3. Retrieve the number of PMC articles that cite the given PMC article.
4. Select the top <n> (100?) most-cited papers and retrieve their emails in order to send them our expert screener. 
5. We'll write these emails to a CSV.


In [1]:
from author_finder_functions import *

In [2]:
ROOT_PATH = '/Users/chrisiyer/_Current/lab/code/author_finder/pubget_data/' # change this to match your local desired path

# tasks: 'spatial_cueing', 'visual_search', 'cued_ts', 'ax_cpt', 'flanker', 'stroop', 'stop_signal', 'go_nogo', 'span', 'change_detection', 'n_back'
all_tasks = ['spatial_cueing', 'visual_search', 'cued_ts', 'ax_cpt', 'flanker', 'stroop', 'stop_signal', 'go_nogo', 'span', 'change_detection', 'n_back']
tasks_to_run = all_tasks

# if you would like to manually change the keywords to search through, do so here:
# task_keywords[task_to_run] = ['stop-signal task', 'stop signal task']
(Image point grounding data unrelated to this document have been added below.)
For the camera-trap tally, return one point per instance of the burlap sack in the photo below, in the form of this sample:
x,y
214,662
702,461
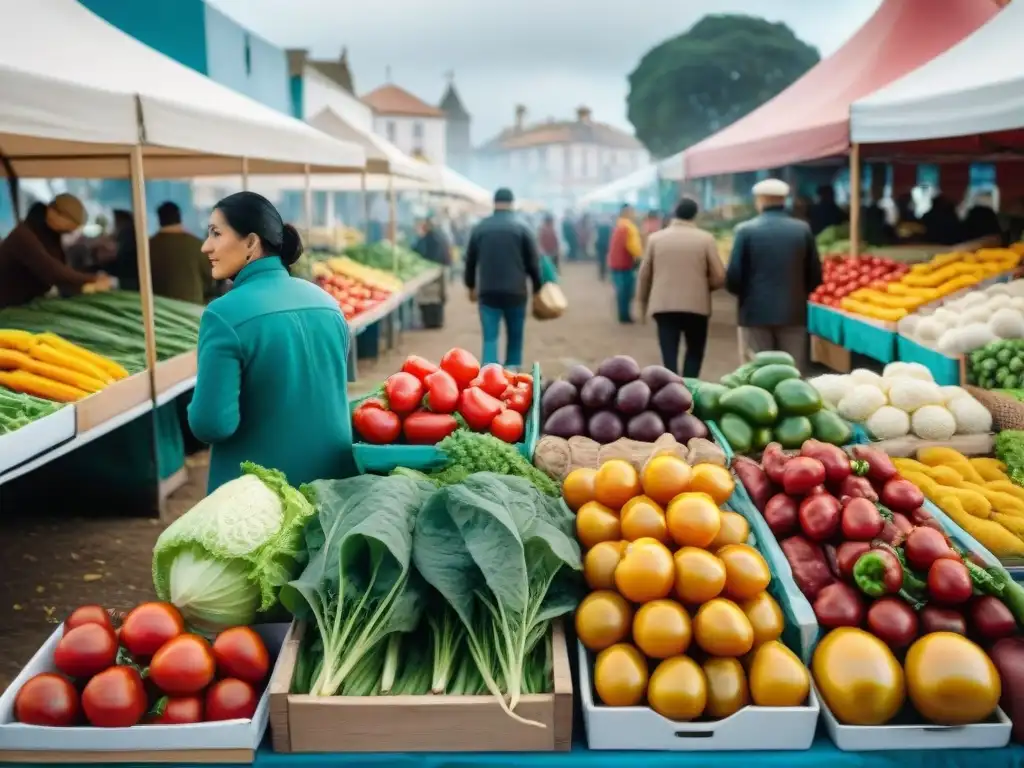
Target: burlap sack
x,y
1007,412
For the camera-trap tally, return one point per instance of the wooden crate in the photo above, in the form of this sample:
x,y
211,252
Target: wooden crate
x,y
429,723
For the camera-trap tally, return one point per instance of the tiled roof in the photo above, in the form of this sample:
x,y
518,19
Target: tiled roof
x,y
390,99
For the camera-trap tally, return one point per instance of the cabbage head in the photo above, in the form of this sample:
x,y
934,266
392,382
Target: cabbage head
x,y
225,559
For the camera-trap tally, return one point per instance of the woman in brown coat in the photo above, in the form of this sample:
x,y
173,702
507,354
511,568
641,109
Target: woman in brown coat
x,y
680,268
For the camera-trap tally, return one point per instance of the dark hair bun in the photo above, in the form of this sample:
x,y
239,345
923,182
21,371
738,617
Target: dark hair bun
x,y
291,245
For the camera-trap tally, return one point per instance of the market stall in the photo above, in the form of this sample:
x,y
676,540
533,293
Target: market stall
x,y
144,115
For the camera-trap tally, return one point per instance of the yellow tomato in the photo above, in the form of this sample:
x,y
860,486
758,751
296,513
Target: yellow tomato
x,y
715,480
747,573
596,523
662,629
579,486
693,519
646,571
599,564
699,576
641,517
621,676
603,619
951,681
678,689
665,477
727,690
734,529
778,678
616,481
721,629
765,616
858,677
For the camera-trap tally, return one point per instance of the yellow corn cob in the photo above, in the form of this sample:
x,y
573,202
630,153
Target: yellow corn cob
x,y
109,367
39,386
11,360
46,353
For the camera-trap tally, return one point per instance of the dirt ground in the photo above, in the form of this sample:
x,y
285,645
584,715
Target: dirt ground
x,y
48,568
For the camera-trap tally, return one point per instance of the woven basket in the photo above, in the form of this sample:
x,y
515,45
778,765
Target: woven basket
x,y
1007,413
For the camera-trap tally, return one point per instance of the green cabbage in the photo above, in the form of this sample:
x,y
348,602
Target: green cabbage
x,y
225,559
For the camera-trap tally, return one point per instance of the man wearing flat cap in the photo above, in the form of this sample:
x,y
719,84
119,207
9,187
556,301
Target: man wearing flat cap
x,y
33,259
773,268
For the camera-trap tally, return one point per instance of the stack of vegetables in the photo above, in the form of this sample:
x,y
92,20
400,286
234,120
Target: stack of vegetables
x,y
847,275
620,400
930,282
976,493
47,367
765,400
972,322
147,671
888,586
395,259
673,582
423,403
111,325
903,400
353,296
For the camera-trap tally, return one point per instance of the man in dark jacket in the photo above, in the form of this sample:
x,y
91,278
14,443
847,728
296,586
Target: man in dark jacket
x,y
500,257
773,268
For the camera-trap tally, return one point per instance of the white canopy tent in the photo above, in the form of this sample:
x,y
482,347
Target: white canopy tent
x,y
79,94
975,87
624,189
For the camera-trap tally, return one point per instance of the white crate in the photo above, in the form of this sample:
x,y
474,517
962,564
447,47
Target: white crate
x,y
37,437
138,743
990,735
753,728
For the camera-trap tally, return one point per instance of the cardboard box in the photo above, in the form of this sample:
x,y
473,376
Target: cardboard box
x,y
429,723
226,741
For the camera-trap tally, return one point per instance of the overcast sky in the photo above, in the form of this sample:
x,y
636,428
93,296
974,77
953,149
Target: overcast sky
x,y
551,55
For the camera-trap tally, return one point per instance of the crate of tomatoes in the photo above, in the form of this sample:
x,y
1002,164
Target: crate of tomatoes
x,y
401,422
140,688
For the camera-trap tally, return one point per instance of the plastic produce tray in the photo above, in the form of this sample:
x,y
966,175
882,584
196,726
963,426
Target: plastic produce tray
x,y
372,459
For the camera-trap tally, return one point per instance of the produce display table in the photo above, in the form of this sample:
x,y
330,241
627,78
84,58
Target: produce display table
x,y
945,371
825,322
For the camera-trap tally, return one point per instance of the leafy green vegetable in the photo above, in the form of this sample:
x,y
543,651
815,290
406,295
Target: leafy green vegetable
x,y
358,587
504,557
226,558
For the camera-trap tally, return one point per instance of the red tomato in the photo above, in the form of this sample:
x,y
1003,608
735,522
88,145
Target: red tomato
x,y
240,652
375,423
88,614
230,698
115,698
86,650
47,699
462,366
419,367
177,711
150,626
508,426
182,666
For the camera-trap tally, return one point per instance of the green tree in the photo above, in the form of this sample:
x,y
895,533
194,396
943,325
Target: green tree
x,y
694,84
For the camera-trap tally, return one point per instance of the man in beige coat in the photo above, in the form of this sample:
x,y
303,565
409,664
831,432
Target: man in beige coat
x,y
680,268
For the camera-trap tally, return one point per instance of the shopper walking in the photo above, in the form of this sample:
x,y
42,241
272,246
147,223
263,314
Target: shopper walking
x,y
773,268
501,256
680,268
272,354
625,250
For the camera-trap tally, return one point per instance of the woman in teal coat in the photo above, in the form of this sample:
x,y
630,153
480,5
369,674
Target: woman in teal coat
x,y
272,355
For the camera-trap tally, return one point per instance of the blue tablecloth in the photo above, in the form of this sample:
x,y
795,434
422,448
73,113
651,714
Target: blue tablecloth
x,y
825,323
944,370
868,340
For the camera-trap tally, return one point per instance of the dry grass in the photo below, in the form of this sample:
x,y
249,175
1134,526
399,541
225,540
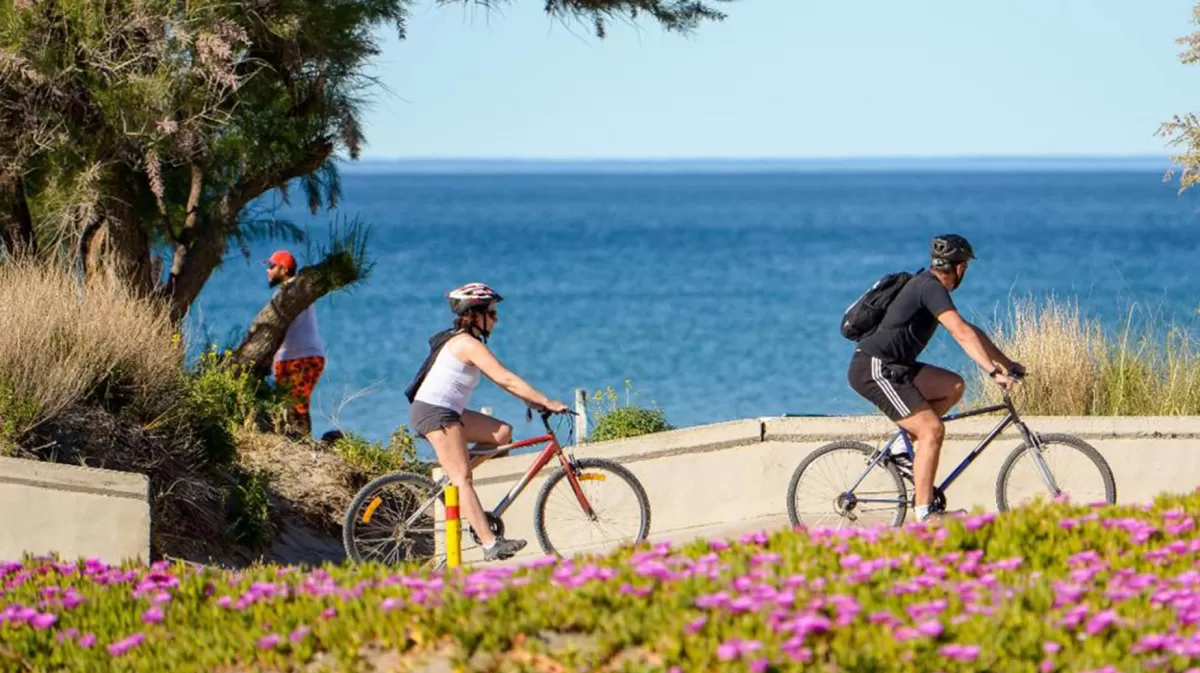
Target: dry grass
x,y
1078,370
63,343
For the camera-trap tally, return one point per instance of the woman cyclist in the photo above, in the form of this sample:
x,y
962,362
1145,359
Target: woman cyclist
x,y
438,407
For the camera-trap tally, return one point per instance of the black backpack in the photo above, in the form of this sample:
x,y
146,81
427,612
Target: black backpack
x,y
436,343
863,317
### Option 1: run all-in-one

In [3]:
run_author_finder(tasks_to_run, ROOT_PATH, output = 'csv') # output = 'txt'

INFO	2023-04-07T14:47:47-0700	pubget._download	Nothing to do: current processing step 'download' already completed in /Users/chrisiyer/_Current/lab/code/author_finder/pubget_data/spatial_cueing/query_985725b7fed8fc29d2aca0ec88f29238/articlesets
INFO	2023-04-07T14:47:47-0700	pubget._articles	Nothing to do: current processing step 'extract_articles' already completed in /Users/chrisiyer/_Current/lab/code/author_finder/pubget_data/spatial_cueing/query_985725b7fed8fc29d2aca0ec88f29238/articles
INFO	2023-04-07T14:47:47-0700	pubget._data_extraction	Nothing to do: current processing step 'extract_data' already completed in /Users/chrisiyer/_Current/lab/code/author_finder/pubget_data/spatial_cueing/query_985725b7fed8fc29d2aca0ec88f29238/subset_allArticles_extractedData


NameError: name 'ROOT_PATH' is not defined

### Option 2: Run step-by-step

In [None]:
task_to_run = tasks_to_run[0] # CHANGE THIS

outpath = os.path.join(ROOT_PATH, task_to_run)

In [None]:
# 1. pubmed search
do_pubget_query(task_keywords[task_to_run], outpath) # writes directory with search results

In [None]:
# 2. Pull emails and PMCIDS
query_path = os.path.join(outpath,
                           [i for i in os.listdir(ROOT_PATH + task_to_run) if i.startswith('query')][0],
                           'articlesets')
papers = get_all_emails(query_path) # PMCIDs and emails

In [None]:
# 3. Top 100 most cited
papers_top = get_most_cited(papers, n=100)

In [None]:
# 4. write output
write_papers_csv(papers_top, outpath) 
# OR
write_email_txt(papers_top, outpath)

### CURRENT CAVEATS

1. The keywords are imperfect. Including "task" will exclude a lot of good papers, but leaving it out means we get articles like [this article](https://www.ncbi.nlm.nih.gov/pmc/articles/PMC4359377/) that are about the 'stop codon acting as a stop signal' and not about the stop signal task at all.

2. A few emails are lost (somewhere in the ballpark of 2%). I'm not worried.

3. We are sorting by # of citations only of other papers in PMC (not necessarily all citations of the paper, but just the ones in PMC). 

4. This search only gets open access papers, which is not all possible serach results.